To achieve FIRE, you need enough money. How much is enough? The back-of-the-envelope math is to save roughly 25 times more than your annual spending for retirement (the 25x rule). There are two important variables at play with this rule: the amount of money you have saved and your annual spending. The lower your annual spending, the less money you will need to save.
For example, if your desired annual spending is $100,000, you will need to save approximately $2,500,000. However, if you cut your desired annual spending to $40,000, you only need to save $1,000,000. Importantly, your current annual spending and your desired annual spending in retirement are not the same numbers. It is highly likely you will need less money to maintain your current lifestyle in retirement (e.g., expect lower expenses across broad categories such as transportation, clothing, food, etc.).

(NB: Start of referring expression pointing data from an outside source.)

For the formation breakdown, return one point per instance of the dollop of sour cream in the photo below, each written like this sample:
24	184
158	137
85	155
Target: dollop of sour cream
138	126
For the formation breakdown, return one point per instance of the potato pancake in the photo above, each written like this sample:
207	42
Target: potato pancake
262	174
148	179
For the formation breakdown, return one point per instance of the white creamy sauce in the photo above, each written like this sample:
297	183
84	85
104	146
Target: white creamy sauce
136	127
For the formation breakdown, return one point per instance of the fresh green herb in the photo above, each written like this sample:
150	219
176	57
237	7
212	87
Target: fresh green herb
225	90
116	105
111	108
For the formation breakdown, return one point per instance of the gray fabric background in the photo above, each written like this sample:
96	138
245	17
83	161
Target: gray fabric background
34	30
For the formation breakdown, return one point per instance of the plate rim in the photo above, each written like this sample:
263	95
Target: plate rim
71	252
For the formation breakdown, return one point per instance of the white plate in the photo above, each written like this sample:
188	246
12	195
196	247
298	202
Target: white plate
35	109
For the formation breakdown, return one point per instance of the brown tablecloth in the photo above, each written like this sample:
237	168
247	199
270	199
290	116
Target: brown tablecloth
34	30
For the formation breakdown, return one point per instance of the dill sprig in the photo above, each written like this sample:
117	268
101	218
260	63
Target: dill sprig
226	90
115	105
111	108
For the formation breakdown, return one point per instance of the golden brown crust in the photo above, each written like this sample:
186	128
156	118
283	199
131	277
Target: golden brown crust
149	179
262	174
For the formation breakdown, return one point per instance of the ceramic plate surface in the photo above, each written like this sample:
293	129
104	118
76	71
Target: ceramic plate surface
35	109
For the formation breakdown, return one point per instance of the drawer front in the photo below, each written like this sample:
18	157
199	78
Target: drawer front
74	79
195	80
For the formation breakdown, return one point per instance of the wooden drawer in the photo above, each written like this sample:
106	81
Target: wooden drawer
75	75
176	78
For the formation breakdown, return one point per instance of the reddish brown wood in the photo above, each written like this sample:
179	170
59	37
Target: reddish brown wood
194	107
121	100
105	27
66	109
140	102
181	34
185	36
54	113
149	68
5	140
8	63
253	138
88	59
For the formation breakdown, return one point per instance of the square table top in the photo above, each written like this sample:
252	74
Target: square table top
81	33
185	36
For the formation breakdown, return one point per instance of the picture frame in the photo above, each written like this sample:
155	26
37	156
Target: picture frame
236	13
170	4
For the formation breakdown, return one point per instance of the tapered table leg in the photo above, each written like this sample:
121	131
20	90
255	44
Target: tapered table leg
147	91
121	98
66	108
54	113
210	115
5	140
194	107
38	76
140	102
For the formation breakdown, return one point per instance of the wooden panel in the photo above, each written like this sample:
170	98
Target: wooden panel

The 4 Percent Safe Withdrawal Rate
While the numbers above may seem out of reach—particularly if you are drowning in six figures of student loan debt—many people do not fully appreciate the nuances available when seeking financial independence. For example, the 4 percent safe withdrawal rate—as the 25x rule is known—is based on an influential paper written in 1998 by Philip L. Cooley, Carl M. Hubbard, and Daniel T. Walz, finance professors at Trinity University. Their paper concludes that a portfolio will have a 100 percent success rate of paying out 4 percent of its value over 30 years.
This means that if you retire at age 65, you can be reasonably comfortable with a portfolio that delivers 4 percent to you annually until age 95. If you think you will need $80,000 per year in retirement income, you would need a portfolio of $2,000,000 by the time you turn 65. Because the professors’ paper only focused on a portfolio’s performance, it did not consider other assets at your disposal, specifically you and your law degree.
Imagine a 25-year-old lawyer with $200,000 in debt and no assets. How does she get to $2,000,000 in assets by the age of 65? Imagine she saves $500,000 over 10 years and quits a highly stressful job at age 35. After paying off her debt, she has $300,000 left. This nest egg could grow from $300,000 to $2,000,000 over the 30 years between ages 35 and 65, assuming an annual return of 6.55 percent on her investments. While the nest egg grows, she is free to pursue whatever path she wants from age 35 onward, as long as she makes enough money to cover her living expenses.
While this hypothetical lawyer would not have achieved FIRE by age 35 in the conventional sense (i.e., she will still need to do something for income), she will have more flexibility in career options. She could pursue a range of interesting, lower-paying jobs that would otherwise not be practical, given the need for a certain level of income.
Lawyers on FIRE
Much writing in the financial independence movement focuses on reaching true FIRE (i.e., retiring early and never working again). However, as a lawyer, if you are willing to put in the work on the front end of your career, you are well-positioned to achieve some version of financial independence, such as “semi-retirement” or “downshifting,” like our hypothetical lawyer achieved. The key to success is to take control of your finances from the beginning of your career when the demand for your incoming dollars is the most stressful, and your financial knowledge is the weakest.